So geht es auch mit dem Frieden – er entschwindet, wenn er nicht gepflegt und behütet wird. Erst, wenn
der Frieden schwindet, wird seine Kostbarkeit wieder bewusst. Vorher – Unverstand.
Wer dich betrübt und kränket,
der drückt sich selbst den Pfeil
des Herzleids in das Herze
und löscht aus Unverstand
die güldne Freudenkerze
mit seiner eignen Hand.
Der Friedensschluss macht die die inneren und äußeren Verheerungen des Krieges in all ihrer
Grausamkeit vor aller Augen sichtbar. Das löst keine Freude, sondern abgrundtiefe Traurigkeit aus:
Das drückt uns niemand besser
in unsre Seel und Herz hinein
als ihr zerstörten Schlösser
und Städte voller Schutt und Stein,
ihr vormals schönen Felder,
mit frischer Saat bestreut,
jetzt aber lauter Wälder
und dürre, wüste Heid,
ihr Gräber voller Leichen
und blutgen Heldenschweiß‘
der Helden, deren gleichen
auf Erden man nicht weiß.
Paul Gerhardt, den wir als großartigen Dichter des Trostes kennen, ist diesmal sparsam. Der Bußernst des
Liedes bleibt bis zum Schluss. Allerdings ändert Gott seine Taktik. In der vorletzten Strophe leuchtet ein
Bibelwort auf: Weißt du nicht, dass dich Gottes Güte zur Buße leitet? So fragt Paulus im Brief an die
Gemeinde in Rom. (Röm 2,4) Wenn all die Schrecken des Krieges es nicht vermocht haben, Umkehr zu
bewirken – dann wird es jetzt hoffentlich die Wohltat des Friedensschlusses schaffen.
Was Gott bisher gesendet,
das hast du ausgelacht;
nun hat er sich gewendet
und väterlich bedacht,
vom Grimm und scharfen Dingen
zu deinem Heil zu ruhn;
ob er dich möchte zwingen
mit Lieb und Gutestun.
Der Trost dieses Liedes verbirgt sich und ist doch überdeutlich vernehmbar. Die Gemeinde, die Paul
Gerhardts Bußlied singt, hört mit der Melodie zugleich den anderen Text mit, der unlöslich mit dieser
Melodie verbunden ist: Nun lob mein Seel den Herren. Die Melodie und mit ihr der Text war der
Gemeinde bekannt. Denn im Gesangbuch von Johann Crüger steht der Text ohne die Melodie und nur
mit dem Hinweis versehen, dass das Lied nach dieser Melodie zu singen ist.
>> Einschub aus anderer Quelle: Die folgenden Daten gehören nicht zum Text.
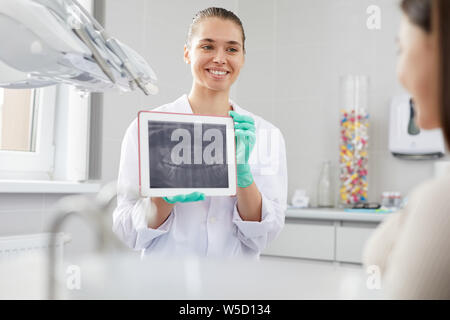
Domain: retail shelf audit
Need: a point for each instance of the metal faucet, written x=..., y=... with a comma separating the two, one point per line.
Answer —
x=95, y=212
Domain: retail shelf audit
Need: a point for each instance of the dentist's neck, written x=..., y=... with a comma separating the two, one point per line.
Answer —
x=205, y=101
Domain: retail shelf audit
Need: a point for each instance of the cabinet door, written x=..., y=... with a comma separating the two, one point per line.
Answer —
x=304, y=239
x=351, y=240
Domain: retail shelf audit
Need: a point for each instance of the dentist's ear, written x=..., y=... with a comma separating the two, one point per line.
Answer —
x=187, y=60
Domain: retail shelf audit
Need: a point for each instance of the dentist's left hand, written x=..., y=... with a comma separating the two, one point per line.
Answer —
x=191, y=197
x=245, y=132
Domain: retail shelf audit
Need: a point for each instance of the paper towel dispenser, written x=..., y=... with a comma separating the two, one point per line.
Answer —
x=406, y=139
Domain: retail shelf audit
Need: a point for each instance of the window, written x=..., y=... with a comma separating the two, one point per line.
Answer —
x=17, y=111
x=26, y=138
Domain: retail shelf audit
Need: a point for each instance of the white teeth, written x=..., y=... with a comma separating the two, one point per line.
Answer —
x=221, y=73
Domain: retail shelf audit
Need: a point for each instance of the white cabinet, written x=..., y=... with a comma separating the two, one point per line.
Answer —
x=351, y=239
x=302, y=239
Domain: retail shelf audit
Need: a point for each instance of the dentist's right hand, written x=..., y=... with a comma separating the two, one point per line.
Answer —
x=164, y=206
x=190, y=197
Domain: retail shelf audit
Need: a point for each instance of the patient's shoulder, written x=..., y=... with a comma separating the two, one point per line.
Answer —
x=431, y=200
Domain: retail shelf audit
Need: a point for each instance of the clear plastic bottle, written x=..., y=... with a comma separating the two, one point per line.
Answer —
x=324, y=196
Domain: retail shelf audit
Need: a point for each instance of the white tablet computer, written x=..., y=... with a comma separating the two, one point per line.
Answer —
x=183, y=153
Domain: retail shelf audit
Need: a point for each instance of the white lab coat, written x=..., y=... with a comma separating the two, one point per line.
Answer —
x=209, y=228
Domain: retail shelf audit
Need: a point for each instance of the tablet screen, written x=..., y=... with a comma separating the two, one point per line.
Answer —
x=187, y=155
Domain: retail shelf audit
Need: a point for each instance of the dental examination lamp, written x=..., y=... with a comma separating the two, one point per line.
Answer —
x=46, y=42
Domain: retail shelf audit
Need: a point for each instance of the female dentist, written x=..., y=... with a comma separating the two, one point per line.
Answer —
x=192, y=224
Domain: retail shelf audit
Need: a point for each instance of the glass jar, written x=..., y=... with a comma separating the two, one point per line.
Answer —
x=354, y=139
x=324, y=196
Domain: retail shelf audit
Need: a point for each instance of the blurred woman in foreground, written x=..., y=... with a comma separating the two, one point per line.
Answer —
x=412, y=247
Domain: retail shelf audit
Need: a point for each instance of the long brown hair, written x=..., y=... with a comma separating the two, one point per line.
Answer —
x=428, y=15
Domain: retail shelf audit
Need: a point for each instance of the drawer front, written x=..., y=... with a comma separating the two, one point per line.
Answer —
x=304, y=240
x=350, y=243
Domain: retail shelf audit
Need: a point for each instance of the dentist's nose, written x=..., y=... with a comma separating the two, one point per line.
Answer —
x=219, y=57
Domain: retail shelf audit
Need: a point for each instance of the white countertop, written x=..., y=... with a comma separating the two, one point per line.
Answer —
x=125, y=276
x=334, y=214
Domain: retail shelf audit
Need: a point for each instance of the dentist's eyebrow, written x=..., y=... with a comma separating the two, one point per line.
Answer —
x=232, y=42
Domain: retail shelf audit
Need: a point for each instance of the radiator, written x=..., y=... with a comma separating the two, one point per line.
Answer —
x=31, y=244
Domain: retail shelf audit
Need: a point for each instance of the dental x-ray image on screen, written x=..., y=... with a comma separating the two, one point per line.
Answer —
x=181, y=153
x=187, y=155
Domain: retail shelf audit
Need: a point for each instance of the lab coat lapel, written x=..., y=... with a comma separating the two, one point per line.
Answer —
x=181, y=105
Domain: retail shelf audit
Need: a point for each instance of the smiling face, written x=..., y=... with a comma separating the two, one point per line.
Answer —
x=216, y=54
x=418, y=71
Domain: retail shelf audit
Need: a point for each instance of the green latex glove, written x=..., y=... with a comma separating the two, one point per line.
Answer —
x=245, y=132
x=191, y=197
Schon mit den ersten Worten stellt Paul Gerhardt den Bezug her: Gott Lob – Nun lob. Das ist kein
Zufall. Das alte Psalmlied klingt wie ein Kommentar zum Lied von Paul Gerhardt. Es gibt die Antwort des Glaubens auf die verheerende Situation kurz nach dem Krieg. Ja, es stimmt – wir sind und bleiben
böse. Die Treue Gottes, die Gerhardt nur benennen kann, wird im Psalmlied als Trost konkret:
Hat dir dein Sünd vergeben
und heilt dein Schwachheit groß;
errett dein armes Leben,
nimm dich in seinen Schoß,
mit reichem Trost beschüttet,
verjüngt, dem Adler gleich;
der Herr schafft Recht, behütet,
die leidn in seinem Reich.
Gottes Güte ohne Maßen, seine Barmherzigkeit und Zuwendung zu den Schwachen, das Absehen von
unserer Schuld und ihre Vergebung, davon singt die zweite Strophe – es ist ein einziger großer Zuspruch
mitten in eine Katastrophe hinein gesungen.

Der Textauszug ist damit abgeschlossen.